Tax time provides an opportunity to cash in many of the rewards of dabbling in last year's red-hot real estate market -- but there are numerous tax traps if you sold a home, refinanced your mortgage or bought an investment property in 2005. Although the rules are too twisted to explain fully, here's a brief primer of four common real estate transactions that could leave you vulnerable in an audit:

If you sold your home

Most sellers can cash in one of the biggest perks in the tax code. Couples can sell their home for a $500,000 profit without paying a cent of income tax. Single taxpayers can pocket $250,000. To qualify, the house must be your principal home for two of the past five years -- and even then there's flexibility because those periods don't have to be continuous and there are numerous hardship exceptions. If your gain is over the exclusion amount, hunt for expenses such as the cost of home improvements, real estate commissions and title insurance that can pad your "tax basis." Every $1,000 you track down will save nearly $250 in federal and state taxes. Tax trap: The rules changed dramatically in mid-1997. Until then, homeowners could defer tax on their gain by rolling it into the purchase of a more expensive house. If you traded up before the rules changed, you must count that deferred gain against your $250,000 to $500,000 exclusion. You can pluck the deferred gain from Form 2119, attached to your tax return for the year you sold the previous home. But it will be difficult to remember -- let along prove -- what costs you incurred in your current home if you don't save receipts and records. In that case, "go back down memory lane and look at old photos," said Daniel D. Morris, a tax partner with Morris + D'Angelo in San Jose. The goal is to find evidence of kitchen remodeling, landscaping and other improvements -- and hope you draw a forgiving auditor.


If you bought a home

One huge benefit of buying a home is that you generally can deduct the mountains of interest you pay. That probably means you'll graduate into the class of taxpayers who can save more by itemizing mortgage interest, property taxes, certain loan costs and a raft of miscellaneous expenses rather than settling for the standard deduction every taxpayer is entitled to grab. But there is a limit to what you can write off. You can deduct interest on up to $1 million of so-called acquisition debt and up to $100,000 of home equity debt -- caps that can seem snug considering the median-priced home in Santa Clara County sold for $689,000 in 2005, according to DataQuick Information Systems. Tax trap: That $1 million can also include a loan on a second home, but you can't deduct interest on what you borrow above that threshold.

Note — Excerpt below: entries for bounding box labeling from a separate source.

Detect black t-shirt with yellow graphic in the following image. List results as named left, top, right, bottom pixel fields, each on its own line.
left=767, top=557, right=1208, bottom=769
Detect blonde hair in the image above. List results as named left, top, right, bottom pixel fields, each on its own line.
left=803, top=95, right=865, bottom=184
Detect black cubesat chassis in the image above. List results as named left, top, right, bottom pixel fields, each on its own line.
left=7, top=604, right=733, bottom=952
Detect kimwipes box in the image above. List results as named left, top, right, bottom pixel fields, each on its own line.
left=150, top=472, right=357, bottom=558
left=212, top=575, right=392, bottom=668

If you used your home as a piggy bank

As interest rates crept higher last year, many homeowners refinanced their mortgages to lower their payments and siphon out cash. Others took out home-equity loans to tap the growing value of their real estate. Refinancing can unleash some tax savings. Some of your mortgage fees are deductible immediately, while the charge for "points" -- each point equals 1 percent of the loan -- must be deducted incrementally over the life of the loan. What if this wasn't the first time you refinanced? You can deduct the remaining points from the previous loan now. The points from the current loan still must be deducted over time.

Tax trap: Tax pros increasingly are warning that home-equity loans are ripe for audit because few homeowners understand when they can't deduct all the interest they pay. Sometimes, even interest on refinanced loans can be limited. "That's a minefield," said Lawrence K.Y. Pon, owner of Pon & Associates in Redwood City. Generally, you can borrow up to $100,000 of home equity and deduct the interest, regardless of whether you used the money to remodel your home, buy a Prius, pay college bills or take a vacation. But that can change depending upon whether you borrowed more than $100,000, how you spent the cash, whether you owe the alternative minimum tax and other factors. If you owe the AMT, for example, you usually can deduct the interest on up to $100,000 if you spent it to remodel your kitchen, but you get no write-off if you spent it on a car or other personal expenses. "It's an area of wide ignorance -- or people are ignoring it," said Sharon Kreider, a Sunnyvale CPA.

If you became a landlord

Investors scooped up rental properties amid the housing boom, looking to profit from appreciation, rental income and a raft of tax breaks. For example, it's possible to pocket thousands of dollars in rent tax-free and defer taxes years into the future and potentially pay lower tax rates. Tax trap: The rules of rental real estate are complex and often subject to dispute. It's highly recommended that you hire a pro to help you cut through the tangled rules of depreciation, passive activity income, capital gains and more. The confusion can begin when the first tenant hands over a check. The first and last month's rent are income, but the security deposit isn't because it might be refunded, Kreider says. The most obvious puzzle involves determining whether a bill can be written off immediately as a straightforward business expense or whether it must be depreciated over a number of years. This is an Alice-in-Wonderland portion of the tax code where landlords must depreciate an air conditioner in a window over seven years, while one on the roof takes 27.5 years.

"There are a thousand different issues," warned Rande Spiegelman, vice president of financial planning for the Schwab Center for Investment Research.